No doubt you are aware of the fact that most nerds disagree with you on these things. Indeed, they might even consider you "crazy" for holding them.

Without going into the truths of the beliefs in question, which I'm sure will be debated enough in the Slashdot thread anyway (and I hope you'll join in), what do you think the reason is that so many scientists, nerds and people otherwise rather similar to you think your beliefs are obviously incorrect? Do you think they are all deluded? Do you agree that there might be a possibility that your beliefs are not rational (again, without going into whether or not they are so)?

Best regards,
an AC

Re:Christian Beliefs

[adrianmonk]

Do you agree that there might be a possibility that your beliefs are not rational (again, without going into whether or not they are so)?

I think he sort of answers that question in the essay you linked to. He says that "it is true that Christianity is ultimately based on faith".

There are many philosophical viewpoints on what are valid ways of obtaining knowledge. Some people think the only valid source of knowledge is empirical observation and rational thought. Others think that, if there is such a thing as a supernatural being, that being could impart knowledge to people through some sort of mystical revelation, i.e. God controls the universe, so if he wants, he can make you know things. (It's a pretty reasonable conclusion if you first assume God does exist and does control the universe.) Some people think empirical observation and spiritual revelation are both valid, but if the two are in conflict, revelation should take precedence.

These different viewpoints are differences in philosophy. I learned in computer science class (when I learned about diagonalization and the incompleteness theorem) that logical thought cannot give you all the answers. There are true statements that logic can't lead you to and can't support. Many people during The Enlightenment believed that the forward march of reason was inexorable, and reason could, given enough time, solve any problem. They were wrong, although they weren't even proven wrong until less than 100 years ago.

My point is, the question of what avenues for obtaining knowledge are valid is an open philosophical question. (One might even say a timeless question.) There have been relatively recent developments that have changed our views of this question.

In light of that, is it wrong thinking to believe in faith over reason? Maybe it is, or maybe it isn't.

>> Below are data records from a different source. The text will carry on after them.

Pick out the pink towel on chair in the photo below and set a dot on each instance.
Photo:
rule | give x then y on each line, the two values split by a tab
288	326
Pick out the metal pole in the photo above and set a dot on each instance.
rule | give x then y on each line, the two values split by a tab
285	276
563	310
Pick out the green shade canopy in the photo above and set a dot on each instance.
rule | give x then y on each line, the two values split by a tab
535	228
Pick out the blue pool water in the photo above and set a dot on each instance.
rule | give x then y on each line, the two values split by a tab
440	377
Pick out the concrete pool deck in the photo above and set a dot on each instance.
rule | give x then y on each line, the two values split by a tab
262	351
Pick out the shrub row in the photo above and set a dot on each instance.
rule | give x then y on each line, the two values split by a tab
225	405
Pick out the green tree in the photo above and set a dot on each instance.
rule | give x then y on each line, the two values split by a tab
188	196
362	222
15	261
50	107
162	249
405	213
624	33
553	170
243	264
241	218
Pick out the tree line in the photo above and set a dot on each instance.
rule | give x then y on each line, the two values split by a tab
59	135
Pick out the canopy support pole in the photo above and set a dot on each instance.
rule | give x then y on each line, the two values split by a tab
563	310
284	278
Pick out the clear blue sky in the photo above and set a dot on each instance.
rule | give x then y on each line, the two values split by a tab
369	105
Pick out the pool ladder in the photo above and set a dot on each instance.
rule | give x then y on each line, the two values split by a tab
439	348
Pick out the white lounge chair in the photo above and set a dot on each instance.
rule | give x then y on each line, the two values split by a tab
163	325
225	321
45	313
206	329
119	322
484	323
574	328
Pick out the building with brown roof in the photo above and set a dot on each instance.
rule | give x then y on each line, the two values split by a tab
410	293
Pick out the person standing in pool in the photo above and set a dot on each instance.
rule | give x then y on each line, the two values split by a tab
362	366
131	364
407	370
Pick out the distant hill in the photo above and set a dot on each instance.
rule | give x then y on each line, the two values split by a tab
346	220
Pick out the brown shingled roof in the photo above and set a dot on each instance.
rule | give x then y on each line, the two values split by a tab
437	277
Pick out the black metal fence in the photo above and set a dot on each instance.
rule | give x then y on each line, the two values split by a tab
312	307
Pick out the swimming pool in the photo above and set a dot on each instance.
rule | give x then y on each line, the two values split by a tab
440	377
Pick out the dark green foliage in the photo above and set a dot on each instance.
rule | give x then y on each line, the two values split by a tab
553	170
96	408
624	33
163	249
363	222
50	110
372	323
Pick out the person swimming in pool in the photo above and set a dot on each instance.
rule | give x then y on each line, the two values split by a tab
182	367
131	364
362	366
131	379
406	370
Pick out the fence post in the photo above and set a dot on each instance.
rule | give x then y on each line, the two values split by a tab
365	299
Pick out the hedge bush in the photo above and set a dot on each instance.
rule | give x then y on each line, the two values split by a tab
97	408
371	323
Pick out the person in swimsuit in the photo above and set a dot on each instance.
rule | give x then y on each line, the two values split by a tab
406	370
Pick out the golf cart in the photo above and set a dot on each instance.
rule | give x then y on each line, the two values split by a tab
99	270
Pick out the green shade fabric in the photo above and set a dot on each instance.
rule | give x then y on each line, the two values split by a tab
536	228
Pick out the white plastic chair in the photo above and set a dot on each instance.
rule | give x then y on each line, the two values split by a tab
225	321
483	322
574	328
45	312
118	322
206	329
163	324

But many Christians have a pretty simple philosophy on it: they believe in faith and revelation over reason, but they do investigate Christianity in an intellectual sense enough to be sure that it's a defensible, basically consistent point of view. (It doesn't have to be perfectly consistent and complete, because none of the other views of the world are either.)

history of DSPAM

[passion]

I recall hearing a story that you created DSPAM as a response to the trashy emails that your religious leader was receiving. I also see that your religion plays a large role in your life. I'm curious, how a thinking, logical, Christian such as yourself feels about the "intelligent design" movement?

Is this a misinterpretation of scripture? A reaction filled with fear against science? An attempt to distance ourselves from animals so that the atrocities occuring in modern industrial-meat production can be justified? Or is it a revival of much-needed spiritual values in our country?

In addition, I'm curious what your take is on the Intelligent Falling theory?